Though Kennedy and most Senate Democrats support an ergonomics standard for workers, Gerber said there’s no way to quickly “undo what the Congressional Review Act did.”
Using the obscure act, Congress voted in March to kill the ergonomics rule created by the Occupational Health and Safety Administration after 10 years of research and exhaustive input from labor and business. The act bars federal agencies from issuing a replacement rule that is “substantially” the same as the one revoked.
On the issue of trade, little has changed. The Senate Finance Committee, which seemed likely after the transition to hold off on “fast track” legislation, began hearings June 20 on a House bill introduced by Rep. Philip Crane (R-Ill.). The bill would give the president the authority to negotiate trade deals with no input from Congress. Lawmakers would only be able to vote “yes” or “no” on pacts, including the controversial Free Trade Area of the Americas. Business groups lined up to testify for the bill; opponents testifying included AFL-CIO President John Sweeney.

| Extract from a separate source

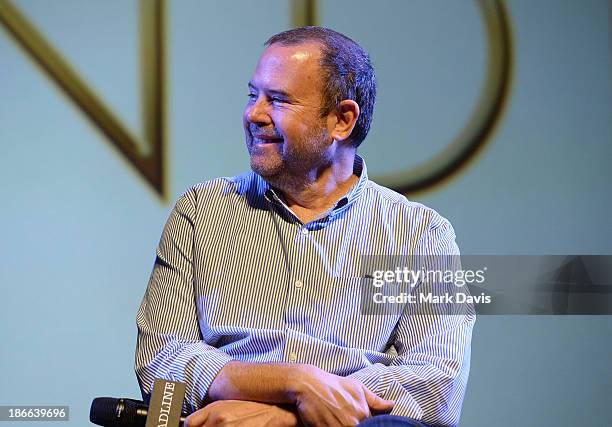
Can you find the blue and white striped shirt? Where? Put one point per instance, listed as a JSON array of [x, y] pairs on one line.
[[239, 277]]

A day earlier, a broad coalition of labor, environmental and human rights’ groups held a news conference to denounce fast track and the corporate push for trade pacts with no labor or pollution standards. Speakers included CWA President Morton Bahr. He noted an article in World Finance magazine titled, “Who owns the agenda for achieving sustainable growth and development?”

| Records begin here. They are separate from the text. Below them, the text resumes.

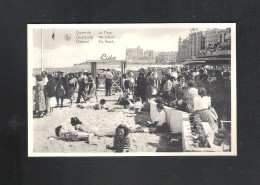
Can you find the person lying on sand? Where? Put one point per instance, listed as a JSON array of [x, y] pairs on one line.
[[97, 106], [75, 135], [160, 120], [121, 139]]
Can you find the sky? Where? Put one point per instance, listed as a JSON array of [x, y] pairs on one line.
[[59, 52]]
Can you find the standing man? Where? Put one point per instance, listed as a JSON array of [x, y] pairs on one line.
[[109, 78], [82, 85]]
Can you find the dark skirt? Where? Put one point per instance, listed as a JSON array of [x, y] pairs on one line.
[[108, 83], [207, 115]]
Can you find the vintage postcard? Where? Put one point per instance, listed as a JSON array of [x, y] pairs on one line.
[[132, 90]]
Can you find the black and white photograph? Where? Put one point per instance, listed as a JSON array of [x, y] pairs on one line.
[[163, 89]]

“Working families around the world are asking this precise question,” Bahr said. “This was the issue at the demonstrations in Seattle and Quebec, because workers and others concerned with labor rights, the environment and human rights are demanding a voice in setting the agenda for trade negotiations.”

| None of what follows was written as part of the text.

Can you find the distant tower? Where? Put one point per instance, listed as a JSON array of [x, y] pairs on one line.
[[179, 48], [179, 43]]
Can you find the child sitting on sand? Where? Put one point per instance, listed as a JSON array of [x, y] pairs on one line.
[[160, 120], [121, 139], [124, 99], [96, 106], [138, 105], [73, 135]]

Taking Congress out of the equation through fast track “means you’re taking people out of the equation,” he said.
For the long term, Gerber said the most significant impact of the transition might lie in judicial appointments. Judges are appointed for life and their rulings can ripple through many generations. For the Bush administration, it will now be tougher to put conservative, anti-worker judges on the federal bench, including the U.S. Supreme Court.
“It’s probably going to affect who’s nominated,” Gerber said, explaining that hard-line conservatives who might have been approved when Republicans were in control stand little chance now. Bush may decide to nominate more moderate judges as a result, he said.